Several more demonstrators who took part in last year’s anti-Israel rallies at the height of atrocities in Gaza have been jailed in the UK, raising concern that the prosecutions are politically motivated. The Islamic Human Rights Commission (IHRC) criticised the sentencing, saying it “fails to take into account that grave police mismanagement and abuse of police powers contributed to the tense situation at the demonstrations.” “We are concerned that such heavy sentencing, the subsequent confiscation of passports and other intimidatory measures are an attempt to deter protesting, in particular in support of Palestine, and by Muslims,” said IHRC chair Massoud Shadjareh.
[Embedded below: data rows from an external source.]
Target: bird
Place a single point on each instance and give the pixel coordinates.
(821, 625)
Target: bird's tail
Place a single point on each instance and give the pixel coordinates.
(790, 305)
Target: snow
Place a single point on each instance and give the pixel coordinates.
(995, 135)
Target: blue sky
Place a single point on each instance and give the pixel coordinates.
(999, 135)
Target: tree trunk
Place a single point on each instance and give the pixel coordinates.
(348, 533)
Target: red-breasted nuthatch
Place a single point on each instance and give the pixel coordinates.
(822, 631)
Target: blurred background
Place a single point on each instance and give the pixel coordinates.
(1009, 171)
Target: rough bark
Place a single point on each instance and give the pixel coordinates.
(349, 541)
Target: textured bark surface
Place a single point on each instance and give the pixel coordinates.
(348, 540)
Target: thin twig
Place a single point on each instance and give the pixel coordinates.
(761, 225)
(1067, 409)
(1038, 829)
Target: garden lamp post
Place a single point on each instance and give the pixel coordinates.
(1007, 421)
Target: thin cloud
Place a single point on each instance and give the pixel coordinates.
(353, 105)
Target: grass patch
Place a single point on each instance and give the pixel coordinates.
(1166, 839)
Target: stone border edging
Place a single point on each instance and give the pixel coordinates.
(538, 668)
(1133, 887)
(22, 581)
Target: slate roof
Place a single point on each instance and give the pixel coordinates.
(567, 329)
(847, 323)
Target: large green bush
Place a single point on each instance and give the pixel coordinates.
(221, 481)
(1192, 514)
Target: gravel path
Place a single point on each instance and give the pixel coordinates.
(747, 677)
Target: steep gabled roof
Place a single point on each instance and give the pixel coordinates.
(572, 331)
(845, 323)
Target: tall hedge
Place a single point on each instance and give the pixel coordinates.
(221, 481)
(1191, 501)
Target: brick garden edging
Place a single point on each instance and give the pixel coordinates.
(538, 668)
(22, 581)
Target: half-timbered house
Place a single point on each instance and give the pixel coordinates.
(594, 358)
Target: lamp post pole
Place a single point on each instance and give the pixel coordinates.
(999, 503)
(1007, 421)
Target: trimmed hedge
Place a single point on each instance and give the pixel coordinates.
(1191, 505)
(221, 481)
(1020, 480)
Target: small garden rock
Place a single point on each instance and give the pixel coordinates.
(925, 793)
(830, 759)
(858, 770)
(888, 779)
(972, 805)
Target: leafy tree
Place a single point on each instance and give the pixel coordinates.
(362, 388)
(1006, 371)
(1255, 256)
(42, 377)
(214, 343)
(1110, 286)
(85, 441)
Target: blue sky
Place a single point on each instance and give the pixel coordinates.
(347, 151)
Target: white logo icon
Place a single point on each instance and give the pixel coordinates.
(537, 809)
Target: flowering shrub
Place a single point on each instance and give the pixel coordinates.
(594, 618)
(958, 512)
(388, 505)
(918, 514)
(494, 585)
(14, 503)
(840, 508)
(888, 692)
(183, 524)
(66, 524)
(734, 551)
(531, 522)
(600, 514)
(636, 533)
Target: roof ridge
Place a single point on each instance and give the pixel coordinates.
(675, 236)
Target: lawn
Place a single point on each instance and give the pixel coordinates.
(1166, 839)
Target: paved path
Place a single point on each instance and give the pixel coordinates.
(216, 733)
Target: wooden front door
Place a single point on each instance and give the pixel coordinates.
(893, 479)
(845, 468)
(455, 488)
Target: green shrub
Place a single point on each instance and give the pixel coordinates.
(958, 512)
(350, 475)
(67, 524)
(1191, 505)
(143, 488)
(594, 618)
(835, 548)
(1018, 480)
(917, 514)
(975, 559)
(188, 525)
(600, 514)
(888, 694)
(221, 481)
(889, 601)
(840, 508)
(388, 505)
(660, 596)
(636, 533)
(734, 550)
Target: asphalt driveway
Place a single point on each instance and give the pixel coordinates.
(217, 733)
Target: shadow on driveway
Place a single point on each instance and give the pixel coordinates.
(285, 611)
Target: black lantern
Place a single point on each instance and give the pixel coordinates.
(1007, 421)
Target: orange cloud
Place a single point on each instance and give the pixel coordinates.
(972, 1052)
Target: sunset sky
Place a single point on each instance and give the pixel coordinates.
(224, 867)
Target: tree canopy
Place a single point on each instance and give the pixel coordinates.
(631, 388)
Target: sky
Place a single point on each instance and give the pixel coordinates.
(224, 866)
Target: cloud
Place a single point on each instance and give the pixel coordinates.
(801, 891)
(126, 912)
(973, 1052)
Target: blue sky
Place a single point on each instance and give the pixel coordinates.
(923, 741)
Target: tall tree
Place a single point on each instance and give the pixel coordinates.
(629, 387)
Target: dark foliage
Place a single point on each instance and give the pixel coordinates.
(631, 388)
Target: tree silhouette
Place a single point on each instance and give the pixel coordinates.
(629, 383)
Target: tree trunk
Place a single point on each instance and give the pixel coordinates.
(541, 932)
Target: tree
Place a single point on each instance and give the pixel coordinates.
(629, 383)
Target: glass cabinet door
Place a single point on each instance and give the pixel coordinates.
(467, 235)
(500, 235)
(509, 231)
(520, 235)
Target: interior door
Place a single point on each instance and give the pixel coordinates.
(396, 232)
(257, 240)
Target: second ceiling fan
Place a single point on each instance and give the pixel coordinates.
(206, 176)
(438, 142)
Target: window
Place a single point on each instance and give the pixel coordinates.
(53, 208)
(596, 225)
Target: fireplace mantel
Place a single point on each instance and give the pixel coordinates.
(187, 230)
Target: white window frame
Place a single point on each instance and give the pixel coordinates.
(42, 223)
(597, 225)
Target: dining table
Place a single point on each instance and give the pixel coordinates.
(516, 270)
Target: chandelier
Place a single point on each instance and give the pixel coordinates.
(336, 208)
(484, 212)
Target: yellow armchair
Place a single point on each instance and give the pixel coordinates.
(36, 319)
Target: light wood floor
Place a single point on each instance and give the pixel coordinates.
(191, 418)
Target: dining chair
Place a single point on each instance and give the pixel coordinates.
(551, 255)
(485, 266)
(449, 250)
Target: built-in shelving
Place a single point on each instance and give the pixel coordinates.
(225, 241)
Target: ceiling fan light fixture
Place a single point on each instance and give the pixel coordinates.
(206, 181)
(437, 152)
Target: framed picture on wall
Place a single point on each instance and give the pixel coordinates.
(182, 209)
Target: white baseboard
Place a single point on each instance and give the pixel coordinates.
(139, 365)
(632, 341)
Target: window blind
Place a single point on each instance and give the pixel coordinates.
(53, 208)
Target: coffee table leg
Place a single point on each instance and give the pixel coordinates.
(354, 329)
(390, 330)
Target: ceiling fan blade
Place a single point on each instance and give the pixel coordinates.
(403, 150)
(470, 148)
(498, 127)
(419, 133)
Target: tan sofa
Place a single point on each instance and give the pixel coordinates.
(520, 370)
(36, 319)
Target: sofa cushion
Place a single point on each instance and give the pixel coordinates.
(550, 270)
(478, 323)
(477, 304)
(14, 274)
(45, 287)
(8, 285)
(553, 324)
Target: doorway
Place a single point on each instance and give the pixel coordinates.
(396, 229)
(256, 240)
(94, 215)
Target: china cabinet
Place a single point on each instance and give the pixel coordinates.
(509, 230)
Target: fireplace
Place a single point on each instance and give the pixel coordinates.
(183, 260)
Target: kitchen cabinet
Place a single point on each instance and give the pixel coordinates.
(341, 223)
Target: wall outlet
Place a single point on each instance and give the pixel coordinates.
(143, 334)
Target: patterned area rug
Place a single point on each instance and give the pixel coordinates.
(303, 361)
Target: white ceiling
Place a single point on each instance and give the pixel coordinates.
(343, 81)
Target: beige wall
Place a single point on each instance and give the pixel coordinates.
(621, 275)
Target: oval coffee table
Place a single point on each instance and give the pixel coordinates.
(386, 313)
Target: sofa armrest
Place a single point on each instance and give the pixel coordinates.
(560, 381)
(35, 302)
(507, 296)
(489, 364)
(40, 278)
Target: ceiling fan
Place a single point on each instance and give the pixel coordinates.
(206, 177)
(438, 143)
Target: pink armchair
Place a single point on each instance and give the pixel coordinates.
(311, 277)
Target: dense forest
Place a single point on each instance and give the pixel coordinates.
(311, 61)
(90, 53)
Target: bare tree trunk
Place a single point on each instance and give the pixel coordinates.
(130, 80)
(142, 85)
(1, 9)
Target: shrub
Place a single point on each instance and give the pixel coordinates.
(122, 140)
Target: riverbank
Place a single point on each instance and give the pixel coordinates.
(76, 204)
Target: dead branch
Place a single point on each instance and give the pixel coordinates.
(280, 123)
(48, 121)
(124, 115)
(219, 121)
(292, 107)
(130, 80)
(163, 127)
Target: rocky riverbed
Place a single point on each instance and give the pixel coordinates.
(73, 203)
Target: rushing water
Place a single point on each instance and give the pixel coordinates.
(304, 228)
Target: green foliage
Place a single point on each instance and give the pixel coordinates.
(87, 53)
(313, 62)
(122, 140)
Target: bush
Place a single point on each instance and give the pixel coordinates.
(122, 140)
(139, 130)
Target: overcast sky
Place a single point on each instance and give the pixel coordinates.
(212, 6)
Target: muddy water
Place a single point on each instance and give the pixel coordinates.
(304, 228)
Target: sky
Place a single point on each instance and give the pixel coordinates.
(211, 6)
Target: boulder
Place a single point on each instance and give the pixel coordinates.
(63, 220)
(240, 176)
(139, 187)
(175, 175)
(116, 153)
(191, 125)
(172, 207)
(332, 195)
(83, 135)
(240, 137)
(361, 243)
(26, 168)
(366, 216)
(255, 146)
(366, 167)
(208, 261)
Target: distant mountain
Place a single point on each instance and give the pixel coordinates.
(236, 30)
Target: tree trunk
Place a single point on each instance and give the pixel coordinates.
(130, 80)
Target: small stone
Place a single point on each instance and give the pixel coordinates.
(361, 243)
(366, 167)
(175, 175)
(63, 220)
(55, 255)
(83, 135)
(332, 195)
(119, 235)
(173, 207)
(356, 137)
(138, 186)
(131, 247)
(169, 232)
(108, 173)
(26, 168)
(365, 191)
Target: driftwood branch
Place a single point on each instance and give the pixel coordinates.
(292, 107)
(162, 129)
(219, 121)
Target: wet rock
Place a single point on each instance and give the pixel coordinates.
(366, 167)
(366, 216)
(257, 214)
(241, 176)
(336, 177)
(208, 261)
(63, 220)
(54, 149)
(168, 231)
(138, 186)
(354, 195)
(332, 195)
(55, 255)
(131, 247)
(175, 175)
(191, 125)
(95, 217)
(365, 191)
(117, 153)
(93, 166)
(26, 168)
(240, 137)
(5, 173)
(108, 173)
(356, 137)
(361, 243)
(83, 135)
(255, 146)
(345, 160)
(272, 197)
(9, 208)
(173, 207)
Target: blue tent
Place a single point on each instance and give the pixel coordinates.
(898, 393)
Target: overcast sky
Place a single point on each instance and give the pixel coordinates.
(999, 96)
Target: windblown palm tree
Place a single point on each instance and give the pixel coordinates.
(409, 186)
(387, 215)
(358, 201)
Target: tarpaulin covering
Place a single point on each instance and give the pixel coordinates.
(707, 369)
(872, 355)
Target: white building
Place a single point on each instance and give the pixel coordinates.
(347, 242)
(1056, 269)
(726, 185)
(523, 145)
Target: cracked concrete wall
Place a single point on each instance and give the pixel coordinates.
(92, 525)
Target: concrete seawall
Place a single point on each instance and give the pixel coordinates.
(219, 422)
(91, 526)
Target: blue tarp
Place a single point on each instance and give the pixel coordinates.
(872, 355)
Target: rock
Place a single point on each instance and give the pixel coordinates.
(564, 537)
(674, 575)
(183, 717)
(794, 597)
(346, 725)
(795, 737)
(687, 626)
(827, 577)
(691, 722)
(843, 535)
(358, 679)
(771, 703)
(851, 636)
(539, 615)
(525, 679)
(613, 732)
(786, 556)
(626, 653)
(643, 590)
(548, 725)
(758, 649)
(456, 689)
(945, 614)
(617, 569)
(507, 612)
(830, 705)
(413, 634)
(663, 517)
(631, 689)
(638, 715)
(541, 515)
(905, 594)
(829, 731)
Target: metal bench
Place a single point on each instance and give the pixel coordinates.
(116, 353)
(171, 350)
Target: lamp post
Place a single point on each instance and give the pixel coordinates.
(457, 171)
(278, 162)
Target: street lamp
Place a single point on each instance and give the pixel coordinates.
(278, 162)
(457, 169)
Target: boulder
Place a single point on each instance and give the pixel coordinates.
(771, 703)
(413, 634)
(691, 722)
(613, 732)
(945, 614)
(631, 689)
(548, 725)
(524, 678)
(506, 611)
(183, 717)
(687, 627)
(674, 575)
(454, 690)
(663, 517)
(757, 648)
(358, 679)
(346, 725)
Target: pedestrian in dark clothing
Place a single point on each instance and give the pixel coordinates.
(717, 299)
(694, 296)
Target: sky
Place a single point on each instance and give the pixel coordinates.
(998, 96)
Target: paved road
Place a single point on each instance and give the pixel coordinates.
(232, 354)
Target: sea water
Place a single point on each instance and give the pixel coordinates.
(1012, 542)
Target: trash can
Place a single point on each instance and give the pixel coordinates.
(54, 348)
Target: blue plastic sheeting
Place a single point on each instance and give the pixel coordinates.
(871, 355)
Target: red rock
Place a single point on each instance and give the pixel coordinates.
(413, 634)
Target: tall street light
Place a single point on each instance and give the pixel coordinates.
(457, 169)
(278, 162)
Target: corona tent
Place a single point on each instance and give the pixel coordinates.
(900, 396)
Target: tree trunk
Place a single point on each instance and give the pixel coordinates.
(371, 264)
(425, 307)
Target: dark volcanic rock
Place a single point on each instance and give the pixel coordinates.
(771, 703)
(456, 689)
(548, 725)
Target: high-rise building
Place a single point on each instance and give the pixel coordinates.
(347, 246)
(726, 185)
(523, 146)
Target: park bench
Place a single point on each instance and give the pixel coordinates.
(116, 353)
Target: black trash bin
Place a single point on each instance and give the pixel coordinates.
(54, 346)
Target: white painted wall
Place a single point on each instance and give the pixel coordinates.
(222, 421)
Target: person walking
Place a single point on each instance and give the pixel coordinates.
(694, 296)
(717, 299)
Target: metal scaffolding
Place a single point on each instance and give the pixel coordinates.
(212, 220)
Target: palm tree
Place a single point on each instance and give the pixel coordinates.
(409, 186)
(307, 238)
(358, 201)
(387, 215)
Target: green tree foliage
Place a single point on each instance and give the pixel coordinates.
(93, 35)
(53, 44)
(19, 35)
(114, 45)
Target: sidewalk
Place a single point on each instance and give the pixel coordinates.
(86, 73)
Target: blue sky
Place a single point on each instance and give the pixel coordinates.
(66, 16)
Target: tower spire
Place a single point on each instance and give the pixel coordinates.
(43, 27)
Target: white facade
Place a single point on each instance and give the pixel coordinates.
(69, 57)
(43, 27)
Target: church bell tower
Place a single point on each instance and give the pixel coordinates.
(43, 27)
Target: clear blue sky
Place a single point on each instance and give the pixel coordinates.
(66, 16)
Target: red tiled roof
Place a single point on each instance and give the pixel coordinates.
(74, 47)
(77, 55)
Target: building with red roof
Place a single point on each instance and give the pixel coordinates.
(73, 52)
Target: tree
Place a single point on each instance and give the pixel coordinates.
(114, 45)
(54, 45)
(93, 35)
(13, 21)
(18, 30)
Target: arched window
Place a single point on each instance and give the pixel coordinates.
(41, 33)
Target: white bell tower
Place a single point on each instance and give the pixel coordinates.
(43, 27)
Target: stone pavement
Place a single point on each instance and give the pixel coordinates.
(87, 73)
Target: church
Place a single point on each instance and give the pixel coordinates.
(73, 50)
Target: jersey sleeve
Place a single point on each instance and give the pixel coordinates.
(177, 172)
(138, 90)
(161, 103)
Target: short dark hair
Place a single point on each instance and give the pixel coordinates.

At Isleworth Crown Court in London, one more protester was sentenced to 12 months in prison, while another will serve ten months in a Young Offenders Institute. A total of seventeen have so far been jailed in connections to the protests at the Israeli Embassy, receiving sentences between eight months and two and a half years. Another 45 people who have pleaded guilty are yet to be sentenced, while trials are still awaited for another 17, who unlike the majority have refused to change their not guilty pleas. The IHRC said that two of those already sentenced were only 16 at the time of the demonstrations, while another was a Palestinian who

lost two cousins murdered by Israeli security forces days before the rally. The severity of the sentencing has also provoked strong reaction from supporters of the Britain’s largest peace group network, Stop The War Coalition (STWC). STWC, which described the jail terms as “draconian” particularly because the majority have no prior convictions, have been holding protests outside the court and held a meeting in the British parliament. An IHCR report into the protests, published last month, found some very disturbing eyewitness accounts of allegedly unprofessional police conduct, in some cases amounting to police brutality, during the demonstrations. Claims were that “law enforcement officials used tactics of intimidation and indiscriminate, disproportionate force”; they “failed to communicate effectively with demonstrators” and employed “heavy handedness” and “abusive language”. The report makes a particular point of criticising the tactic of “corralling or ‘kettling’ demonstrators”. It claims that riot police “charged into the crowd” on more than one occasion and that there were also reports at one point that gas was used against the crowds. Over 30 officially recorded complaints have been filed about the way that the police treated the protests, but it is thought that all have been dismissed by the Independent Police Complaints Commission.